The drawing reproduced here is part of a series created by Mexican artist Galia Eibenschutz in 1993. These drawings convey a sense of the transience and contingency of physical experience, qualities later expressed in the artist's more situational photographs and three-dimensional pieces. They are also a remarkable exercise in kinesthetic awareness. Describing her process, Eibenschutz writes: "The idea was to draw my memory of the feeling of my body in contact with the floor, so I used to take different positions and tried to translate into the language of drawing the sensation I was having. It was a way of "printing" my immediate memory ... an arbitrary translation of a feeling. It can be seen as a relation between the act of drawing, that is to say the pressure of the hand on the paper, and the feeling of the pressure of my body on the floor." FIGURE
![Figure](https://www.cmaj.ca/content/cmaj/162/9/1331/F1.medium.gif)
Figure. Galia Eibenschutz, 1993. Charcoal drawing, 80 cm × 1.20 m.

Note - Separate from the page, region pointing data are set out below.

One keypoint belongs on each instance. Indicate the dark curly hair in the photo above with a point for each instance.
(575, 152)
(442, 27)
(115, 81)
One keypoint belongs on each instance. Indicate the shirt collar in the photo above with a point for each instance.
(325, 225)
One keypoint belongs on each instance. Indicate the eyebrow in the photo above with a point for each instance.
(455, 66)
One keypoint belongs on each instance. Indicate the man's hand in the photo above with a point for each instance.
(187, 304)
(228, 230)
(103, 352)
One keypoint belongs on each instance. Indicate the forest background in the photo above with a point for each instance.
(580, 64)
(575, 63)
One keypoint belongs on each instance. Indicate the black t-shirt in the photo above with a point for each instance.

Eibenschutz was one the participants in c/o la Ciudad, an exhibition of works by seven young artists from Mexico City recently presented at Ottawa's SAW Gallery. Ranging from Yoshua Okón's Poli I (a videotaped confrontation with an irate policeman) to Jonathan Hernández' unassumingly elegiac SE BUSCA RECOMPENSA (Seeking Reward, a collection of "lost dog" posters) to Minerva Cuevas' Bar-code Stickers Service (a self-serve display of fraudulent barcodes to help ordinary citizens lower their grocery bills), the exhibition offered a rueful commentary on the adaptations necessary to survival in a congested and volatile city of 20 million. Eibenschutz's contribution, Sedentario(a) (Sedentary no. 1) was a three-legged wood and leather stool with attached seatbelt - a not entirely whimsical response to the long queues that are a daily fact of urban living.